Baird, which at the beginning of the year tipped Tesla to be one of the stocks of the year, is clearly still a fan, even after the stock had risen two-thirds year-to-date to around US$358 at Friday’s close.
Baird’s Ben Kallo thinks the stock will go all the way up to US$411 in the next 12 months, on expectations of strong demand for the company’s new Model 3.
Some doubts remain in the industry remain about Tesla’s ability to ramp-up production to the levels it has targeted, but few doubt the demand for the cars is there, though Kallo’s view is that the market for the electric car is bigger than widely thought.
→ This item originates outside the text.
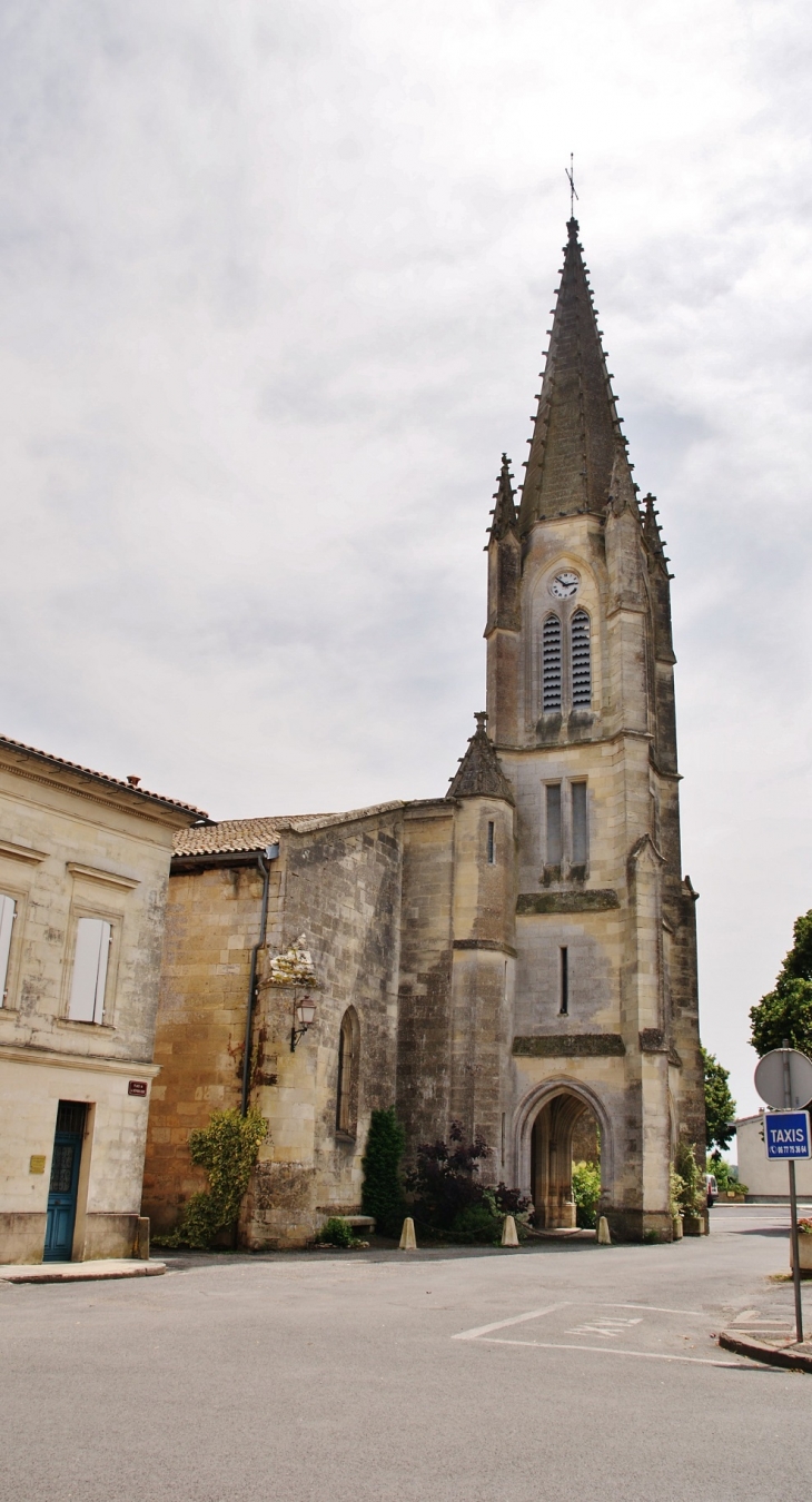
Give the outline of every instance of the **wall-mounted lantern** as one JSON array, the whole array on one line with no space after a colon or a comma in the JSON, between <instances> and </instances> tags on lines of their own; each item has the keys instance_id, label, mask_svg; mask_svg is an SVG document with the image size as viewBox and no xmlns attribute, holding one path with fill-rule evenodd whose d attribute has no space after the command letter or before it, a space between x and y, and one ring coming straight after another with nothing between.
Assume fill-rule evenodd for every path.
<instances>
[{"instance_id":1,"label":"wall-mounted lantern","mask_svg":"<svg viewBox=\"0 0 812 1502\"><path fill-rule=\"evenodd\" d=\"M308 1027L315 1020L315 1002L312 996L302 996L294 1002L293 1027L290 1030L290 1051L296 1053L296 1044L305 1036ZM299 1026L297 1026L299 1024Z\"/></svg>"}]
</instances>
Meanwhile, Adam Jonas at Morgan Stanley now reckons the company will churn out 1,500 Model 3s in the current quarter, having previously expected shipments would not start until the fourth quarter.
Jonas reckons Tesla will have shipped 106,552 Model 3 units by the end of the year, up from his original estimate of 96,219.
Jonas’s production estimate for 2018 has been raised to 120,000 units from 90,000.
The Morgan Stanley price target was edged up to US$317 from US$305, with the bull case – which assumes everything clicks for the electric car maker – rising to US$526 from US$511.
Shares in Tesla rose 2.3% to US$365.88 in early deals.